Here is an excerpt from the report categorizing the crimes highlighted in Major Cohen's investigation:

Murder by shooting, beating, use of poison gas, drowning, starving, injections, stoning, exposure, burning, and choking of nationals of twenty-three (23) nations, including members of the United States armed forces, of the German Civilian population working under the German armed forces and of other nationals under the orders of said German armed forces.

Blanche spent her childhood years in Lodz, Poland, where her father, a respected businessman, was able to provide a happy and comfortable life for his wife and four children. All this, of course, ended abruptly in 1939 with Germany's invasion of Poland. A year later the family was forced into the Lodz ghetto. When the ghetto was liquidated, Blanche and surviving members of her family were transported to Auschwitz; in the closing chaotic months of the war, they were evacuated to Mauthausen where they remained until liberation.

Blanche and her dear husband, also a survivor, eventually were able to move to the United States and establish new lives for themselves, raising two daughters in Fair Lawn, New Jersey. Following her husband's passing, Blanche came to Maryland to live close to her daughter Janet.

For Sarah, the meaningful coincidence of meeting a resident whose story ties in with her grandfather's role in, and contribution to, Holocaust history has heightened her sensitivity to the grief experienced by Blanche.
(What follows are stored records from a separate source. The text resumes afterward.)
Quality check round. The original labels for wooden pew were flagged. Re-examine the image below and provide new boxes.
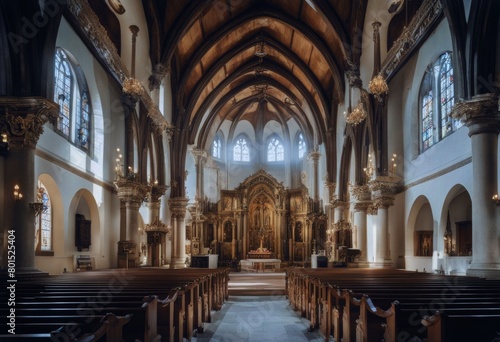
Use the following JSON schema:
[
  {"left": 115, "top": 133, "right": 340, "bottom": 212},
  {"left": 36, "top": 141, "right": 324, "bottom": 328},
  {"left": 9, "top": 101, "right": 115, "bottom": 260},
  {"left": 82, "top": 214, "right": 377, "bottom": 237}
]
[
  {"left": 2, "top": 269, "right": 228, "bottom": 341},
  {"left": 286, "top": 269, "right": 500, "bottom": 341}
]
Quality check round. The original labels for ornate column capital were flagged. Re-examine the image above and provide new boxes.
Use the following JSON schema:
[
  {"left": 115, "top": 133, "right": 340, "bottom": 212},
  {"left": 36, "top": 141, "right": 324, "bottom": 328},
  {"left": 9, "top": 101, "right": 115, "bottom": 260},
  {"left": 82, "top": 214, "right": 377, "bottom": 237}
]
[
  {"left": 325, "top": 182, "right": 337, "bottom": 204},
  {"left": 149, "top": 63, "right": 168, "bottom": 91},
  {"left": 350, "top": 184, "right": 372, "bottom": 201},
  {"left": 144, "top": 217, "right": 172, "bottom": 235},
  {"left": 368, "top": 176, "right": 401, "bottom": 209},
  {"left": 332, "top": 200, "right": 351, "bottom": 209},
  {"left": 307, "top": 150, "right": 321, "bottom": 162},
  {"left": 373, "top": 196, "right": 394, "bottom": 209},
  {"left": 191, "top": 147, "right": 207, "bottom": 166},
  {"left": 146, "top": 184, "right": 168, "bottom": 203},
  {"left": 114, "top": 178, "right": 150, "bottom": 204},
  {"left": 450, "top": 93, "right": 500, "bottom": 136},
  {"left": 354, "top": 201, "right": 373, "bottom": 212},
  {"left": 0, "top": 97, "right": 59, "bottom": 149},
  {"left": 168, "top": 197, "right": 189, "bottom": 219}
]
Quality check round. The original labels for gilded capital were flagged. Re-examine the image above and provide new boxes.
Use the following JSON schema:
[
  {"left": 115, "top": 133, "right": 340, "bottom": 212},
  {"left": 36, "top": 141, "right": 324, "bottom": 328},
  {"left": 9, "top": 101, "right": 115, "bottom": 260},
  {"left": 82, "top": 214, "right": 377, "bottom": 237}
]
[
  {"left": 191, "top": 147, "right": 207, "bottom": 166},
  {"left": 350, "top": 184, "right": 371, "bottom": 201},
  {"left": 373, "top": 196, "right": 394, "bottom": 209},
  {"left": 114, "top": 178, "right": 150, "bottom": 203},
  {"left": 146, "top": 184, "right": 168, "bottom": 203},
  {"left": 354, "top": 202, "right": 373, "bottom": 212},
  {"left": 168, "top": 197, "right": 189, "bottom": 219},
  {"left": 0, "top": 97, "right": 59, "bottom": 149},
  {"left": 450, "top": 93, "right": 500, "bottom": 136},
  {"left": 149, "top": 63, "right": 168, "bottom": 90}
]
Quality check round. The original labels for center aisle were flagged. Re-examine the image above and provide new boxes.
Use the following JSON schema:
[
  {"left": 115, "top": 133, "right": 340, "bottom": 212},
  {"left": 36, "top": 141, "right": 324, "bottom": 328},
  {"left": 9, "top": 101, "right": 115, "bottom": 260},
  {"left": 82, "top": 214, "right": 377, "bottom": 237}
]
[{"left": 191, "top": 273, "right": 324, "bottom": 342}]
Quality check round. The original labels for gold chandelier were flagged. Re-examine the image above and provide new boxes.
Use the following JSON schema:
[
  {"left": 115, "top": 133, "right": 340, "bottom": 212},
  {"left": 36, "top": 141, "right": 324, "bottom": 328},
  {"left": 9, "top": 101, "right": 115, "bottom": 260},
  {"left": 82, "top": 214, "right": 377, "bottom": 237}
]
[
  {"left": 345, "top": 101, "right": 367, "bottom": 126},
  {"left": 368, "top": 73, "right": 389, "bottom": 101},
  {"left": 122, "top": 77, "right": 144, "bottom": 97}
]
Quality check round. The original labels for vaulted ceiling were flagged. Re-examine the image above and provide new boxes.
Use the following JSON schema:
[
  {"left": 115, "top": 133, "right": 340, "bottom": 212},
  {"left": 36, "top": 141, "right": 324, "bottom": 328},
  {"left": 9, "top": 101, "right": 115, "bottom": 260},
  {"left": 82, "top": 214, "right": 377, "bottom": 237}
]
[{"left": 139, "top": 0, "right": 367, "bottom": 146}]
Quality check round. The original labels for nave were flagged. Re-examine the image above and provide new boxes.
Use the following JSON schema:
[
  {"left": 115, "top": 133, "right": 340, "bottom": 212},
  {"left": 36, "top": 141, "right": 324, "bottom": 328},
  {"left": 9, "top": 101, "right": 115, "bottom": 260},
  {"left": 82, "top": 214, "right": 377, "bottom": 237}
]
[{"left": 195, "top": 272, "right": 325, "bottom": 342}]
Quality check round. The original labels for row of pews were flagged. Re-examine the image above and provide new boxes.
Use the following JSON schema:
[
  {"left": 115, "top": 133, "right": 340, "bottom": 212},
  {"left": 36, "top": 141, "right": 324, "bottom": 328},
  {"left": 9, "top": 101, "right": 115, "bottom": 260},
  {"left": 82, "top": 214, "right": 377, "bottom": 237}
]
[
  {"left": 0, "top": 268, "right": 229, "bottom": 342},
  {"left": 286, "top": 268, "right": 500, "bottom": 342}
]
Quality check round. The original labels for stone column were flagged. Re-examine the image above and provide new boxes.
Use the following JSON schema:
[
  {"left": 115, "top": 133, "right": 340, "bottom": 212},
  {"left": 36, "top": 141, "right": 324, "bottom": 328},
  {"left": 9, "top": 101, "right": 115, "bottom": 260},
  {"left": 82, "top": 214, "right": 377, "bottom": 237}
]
[
  {"left": 114, "top": 178, "right": 150, "bottom": 268},
  {"left": 369, "top": 176, "right": 399, "bottom": 268},
  {"left": 144, "top": 181, "right": 168, "bottom": 266},
  {"left": 452, "top": 94, "right": 500, "bottom": 277},
  {"left": 168, "top": 197, "right": 189, "bottom": 268},
  {"left": 308, "top": 151, "right": 321, "bottom": 203},
  {"left": 0, "top": 97, "right": 59, "bottom": 275},
  {"left": 351, "top": 185, "right": 372, "bottom": 267},
  {"left": 191, "top": 148, "right": 207, "bottom": 200},
  {"left": 330, "top": 201, "right": 349, "bottom": 261}
]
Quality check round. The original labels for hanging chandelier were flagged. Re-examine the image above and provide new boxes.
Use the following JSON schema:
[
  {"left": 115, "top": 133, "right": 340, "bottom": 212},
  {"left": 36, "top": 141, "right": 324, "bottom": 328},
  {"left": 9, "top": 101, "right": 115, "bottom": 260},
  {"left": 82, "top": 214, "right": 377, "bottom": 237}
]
[
  {"left": 122, "top": 77, "right": 144, "bottom": 97},
  {"left": 368, "top": 73, "right": 389, "bottom": 101},
  {"left": 345, "top": 101, "right": 367, "bottom": 126}
]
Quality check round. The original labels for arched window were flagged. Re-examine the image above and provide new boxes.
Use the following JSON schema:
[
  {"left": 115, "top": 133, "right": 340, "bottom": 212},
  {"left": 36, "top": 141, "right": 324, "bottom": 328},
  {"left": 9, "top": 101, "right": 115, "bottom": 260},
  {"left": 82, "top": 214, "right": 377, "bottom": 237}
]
[
  {"left": 35, "top": 181, "right": 54, "bottom": 255},
  {"left": 54, "top": 48, "right": 92, "bottom": 153},
  {"left": 267, "top": 138, "right": 285, "bottom": 162},
  {"left": 54, "top": 49, "right": 73, "bottom": 137},
  {"left": 212, "top": 135, "right": 222, "bottom": 159},
  {"left": 76, "top": 91, "right": 90, "bottom": 150},
  {"left": 298, "top": 133, "right": 306, "bottom": 159},
  {"left": 233, "top": 138, "right": 250, "bottom": 162},
  {"left": 419, "top": 52, "right": 463, "bottom": 152}
]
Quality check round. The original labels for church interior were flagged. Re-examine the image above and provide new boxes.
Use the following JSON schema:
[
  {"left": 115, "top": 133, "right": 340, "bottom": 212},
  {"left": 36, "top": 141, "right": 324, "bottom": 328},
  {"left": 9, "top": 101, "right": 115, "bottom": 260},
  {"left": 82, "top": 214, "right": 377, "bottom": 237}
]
[
  {"left": 0, "top": 0, "right": 500, "bottom": 340},
  {"left": 0, "top": 0, "right": 500, "bottom": 276}
]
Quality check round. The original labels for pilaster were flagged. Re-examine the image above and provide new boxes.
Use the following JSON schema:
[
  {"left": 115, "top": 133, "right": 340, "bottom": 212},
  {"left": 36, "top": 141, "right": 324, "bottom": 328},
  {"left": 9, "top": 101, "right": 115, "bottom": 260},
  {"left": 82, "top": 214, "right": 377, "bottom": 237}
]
[
  {"left": 168, "top": 197, "right": 189, "bottom": 268},
  {"left": 0, "top": 97, "right": 59, "bottom": 276},
  {"left": 367, "top": 176, "right": 400, "bottom": 268},
  {"left": 451, "top": 93, "right": 500, "bottom": 277}
]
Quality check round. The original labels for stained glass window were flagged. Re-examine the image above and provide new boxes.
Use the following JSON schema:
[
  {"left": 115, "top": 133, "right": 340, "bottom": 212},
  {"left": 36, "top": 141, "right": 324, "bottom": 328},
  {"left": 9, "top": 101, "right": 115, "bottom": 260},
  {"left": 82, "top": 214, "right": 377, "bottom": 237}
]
[
  {"left": 36, "top": 182, "right": 52, "bottom": 252},
  {"left": 233, "top": 138, "right": 250, "bottom": 162},
  {"left": 422, "top": 90, "right": 434, "bottom": 151},
  {"left": 439, "top": 52, "right": 462, "bottom": 138},
  {"left": 299, "top": 133, "right": 306, "bottom": 159},
  {"left": 420, "top": 52, "right": 463, "bottom": 152},
  {"left": 267, "top": 138, "right": 285, "bottom": 162},
  {"left": 54, "top": 49, "right": 73, "bottom": 137},
  {"left": 212, "top": 136, "right": 222, "bottom": 159},
  {"left": 76, "top": 91, "right": 90, "bottom": 150},
  {"left": 54, "top": 48, "right": 92, "bottom": 153}
]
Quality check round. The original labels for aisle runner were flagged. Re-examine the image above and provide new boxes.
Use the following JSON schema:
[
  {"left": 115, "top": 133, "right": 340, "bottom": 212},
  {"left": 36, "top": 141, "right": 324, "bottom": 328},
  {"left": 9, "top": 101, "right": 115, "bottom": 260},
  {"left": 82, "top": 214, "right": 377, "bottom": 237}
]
[{"left": 191, "top": 295, "right": 324, "bottom": 342}]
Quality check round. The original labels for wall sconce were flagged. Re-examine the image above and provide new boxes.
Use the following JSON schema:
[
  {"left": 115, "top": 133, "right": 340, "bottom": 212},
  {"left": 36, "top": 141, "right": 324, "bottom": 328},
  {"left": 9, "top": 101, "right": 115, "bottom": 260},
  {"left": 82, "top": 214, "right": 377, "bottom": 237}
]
[
  {"left": 14, "top": 184, "right": 23, "bottom": 201},
  {"left": 491, "top": 194, "right": 500, "bottom": 205},
  {"left": 29, "top": 202, "right": 46, "bottom": 217}
]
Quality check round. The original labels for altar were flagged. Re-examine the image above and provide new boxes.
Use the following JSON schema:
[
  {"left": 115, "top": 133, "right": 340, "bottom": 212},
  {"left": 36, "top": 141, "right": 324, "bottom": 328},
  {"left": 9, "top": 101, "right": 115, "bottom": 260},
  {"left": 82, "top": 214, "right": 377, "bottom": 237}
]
[{"left": 240, "top": 259, "right": 281, "bottom": 273}]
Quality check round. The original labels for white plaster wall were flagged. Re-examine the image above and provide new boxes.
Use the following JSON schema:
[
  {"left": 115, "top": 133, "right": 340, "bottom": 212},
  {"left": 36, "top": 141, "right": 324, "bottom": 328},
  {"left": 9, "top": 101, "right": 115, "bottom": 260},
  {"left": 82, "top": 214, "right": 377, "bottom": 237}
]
[{"left": 34, "top": 18, "right": 125, "bottom": 274}]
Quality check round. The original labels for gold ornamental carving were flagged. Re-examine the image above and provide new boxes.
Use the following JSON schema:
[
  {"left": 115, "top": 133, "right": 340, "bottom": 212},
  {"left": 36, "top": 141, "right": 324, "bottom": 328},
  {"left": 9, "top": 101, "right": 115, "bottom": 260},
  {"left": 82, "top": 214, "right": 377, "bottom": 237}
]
[
  {"left": 354, "top": 202, "right": 373, "bottom": 212},
  {"left": 368, "top": 176, "right": 401, "bottom": 197},
  {"left": 381, "top": 0, "right": 443, "bottom": 79},
  {"left": 373, "top": 196, "right": 394, "bottom": 209},
  {"left": 144, "top": 217, "right": 172, "bottom": 239},
  {"left": 0, "top": 97, "right": 59, "bottom": 149},
  {"left": 168, "top": 197, "right": 189, "bottom": 219},
  {"left": 114, "top": 178, "right": 150, "bottom": 203},
  {"left": 67, "top": 0, "right": 170, "bottom": 131},
  {"left": 145, "top": 184, "right": 168, "bottom": 203},
  {"left": 451, "top": 93, "right": 500, "bottom": 135},
  {"left": 350, "top": 184, "right": 371, "bottom": 201}
]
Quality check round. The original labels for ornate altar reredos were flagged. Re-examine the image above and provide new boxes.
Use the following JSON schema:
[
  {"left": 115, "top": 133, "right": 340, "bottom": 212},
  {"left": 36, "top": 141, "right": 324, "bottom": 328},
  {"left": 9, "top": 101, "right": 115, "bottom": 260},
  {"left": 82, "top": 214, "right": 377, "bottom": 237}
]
[{"left": 202, "top": 170, "right": 324, "bottom": 261}]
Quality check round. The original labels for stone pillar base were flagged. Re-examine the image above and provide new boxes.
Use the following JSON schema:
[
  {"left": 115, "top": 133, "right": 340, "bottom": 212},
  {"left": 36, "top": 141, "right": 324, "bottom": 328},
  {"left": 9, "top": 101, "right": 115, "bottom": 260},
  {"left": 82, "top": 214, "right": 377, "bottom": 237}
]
[
  {"left": 369, "top": 260, "right": 394, "bottom": 268},
  {"left": 0, "top": 267, "right": 49, "bottom": 280},
  {"left": 349, "top": 260, "right": 371, "bottom": 268},
  {"left": 169, "top": 258, "right": 186, "bottom": 269},
  {"left": 465, "top": 263, "right": 500, "bottom": 279}
]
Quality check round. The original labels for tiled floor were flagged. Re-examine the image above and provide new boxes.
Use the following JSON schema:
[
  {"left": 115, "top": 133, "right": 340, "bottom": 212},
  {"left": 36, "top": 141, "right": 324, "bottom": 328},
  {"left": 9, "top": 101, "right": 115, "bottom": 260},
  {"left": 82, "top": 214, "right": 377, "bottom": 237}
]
[{"left": 191, "top": 273, "right": 330, "bottom": 342}]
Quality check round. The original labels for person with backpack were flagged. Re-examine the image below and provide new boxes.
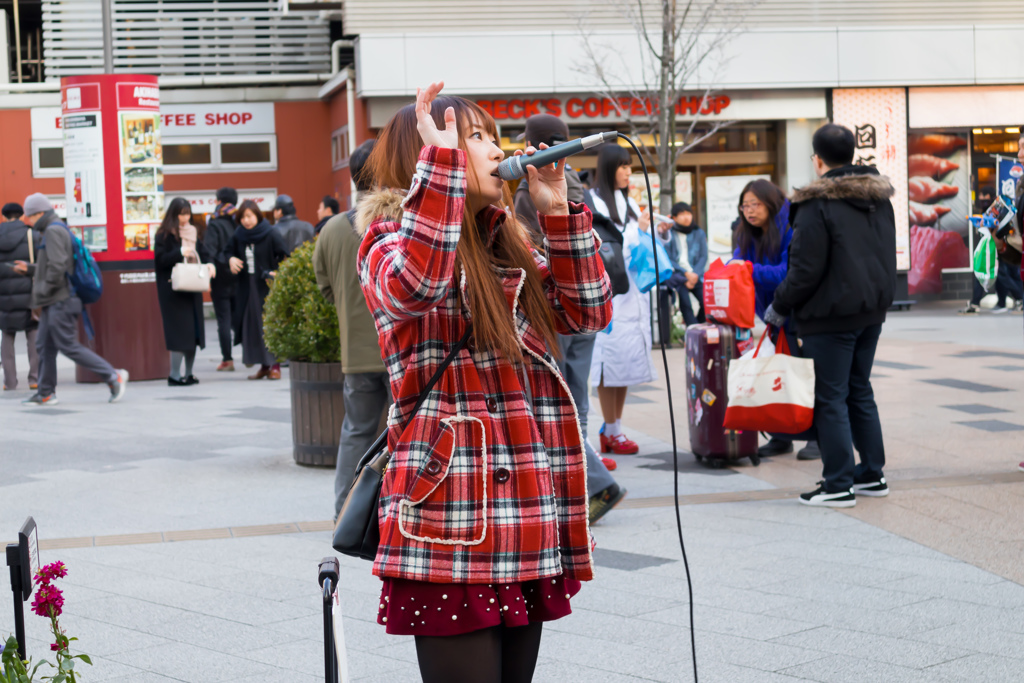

She was therefore moved emotionally when Blanche said to her, "I've had enough sadness in my life. I wasn't going to be sad anymore." And indeed, observes Sarah, "she's been true to that resolution as she smiles and welcomes people into her life." Blanche, in turn, derives much from the relationship, finding in Sarah a heart filled with compassion and tenderness. "As long as Sarah (and students like her) want to take time to be with me, I want to be with them."

On a recent visit to the Home, Sarah recounts standing by Blanche's side at a Wasserman synagogue service during recitation of the Kaddish. For Blanche, notes Sarah, this prayer was said not only for her husband but also for the millions who perished in the camps.


*The Cohen Report was graciously made available to us by Eugene S. Cohen's daughter Ann Cohen, mother of Sarah Cohen Strum, who encourages readers to share the knowledge it provides with others.